Oligodendroglia are limited in type I interferon induction and responsiveness in vivo

Type I interferons (IFN alpha/beta) provide a primary defense against infection. Nevertheless, the dynamics of IFN alpha/beta induction and responsiveness by central nervous system (CNS) resident cells in vivo in response to viral infections are poorly understood. Mice were infected with a neurotropic coronavirus with tropism for oligodendroglia and microglia to probe innate antiviral responses during acute encephalomyelitis. Expression of genes associated with the IFN alpha/beta pathways was monitored in microglia and oligodendroglia purified from naive and infected mice by fluorescent activated cell sorting.

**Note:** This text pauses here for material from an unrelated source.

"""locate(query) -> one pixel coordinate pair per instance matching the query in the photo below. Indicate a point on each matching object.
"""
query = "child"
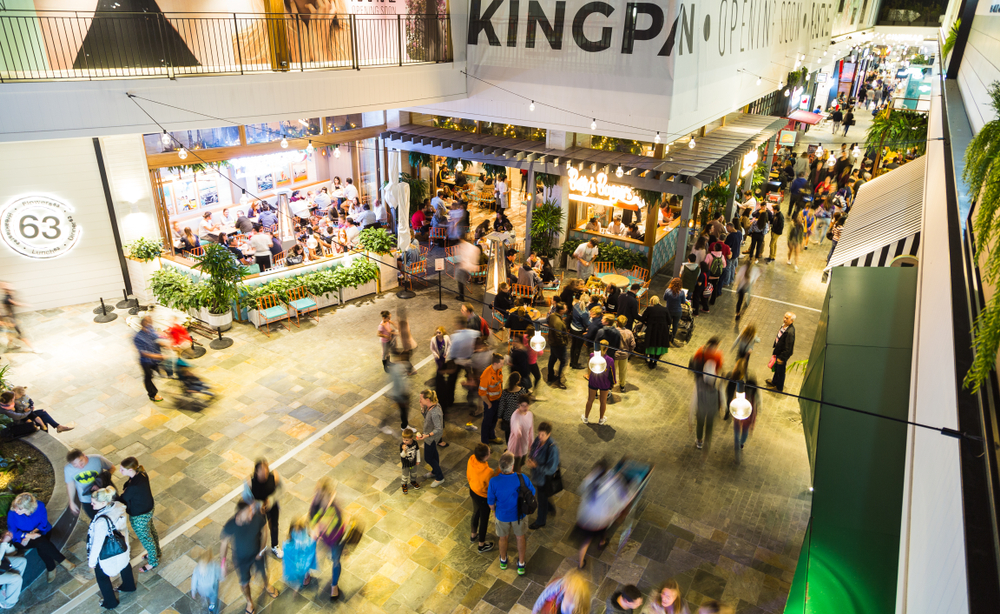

Compared with microglia, oligodendroglia were characterized by low basal expression of mRNA encoding viral RNA sensing pattern recognition receptors (PRRs), IFN alpha/beta receptor chains, interferon sensitive genes (ISG), as well as kinases and transcription factors critical in IFN alpha/beta signaling. Although PRRs and ISGs were upregulated by infection in both cell types, the repertoire and absolute mRNA levels were more limited in oligodendroglia. Furthermore, although oligodendroglia harbored higher levels of viral RNA compared with microglia, Ifn alpha/beta was only induced in microglia. Stimulation with the double stranded RNA analogue poly I:C also failed to induce Ifn alpha/beta in oligodendroglia, and resulted in reduced and delayed induction of ISGs compared with microglia. The limited antiviral response by oligodendroglia was associated with a high threshold for upregulation of Ikke and Irf7 transcripts, both central to amplifying IFN alpha/beta responses. Overall, these data reveal that oligodendroglia from the adult CNS are poor sensors of viral infection and suggest they require exogenous IFN alpha/beta to establish an antiviral state. (c) 2012 Wiley Periodicals, Inc.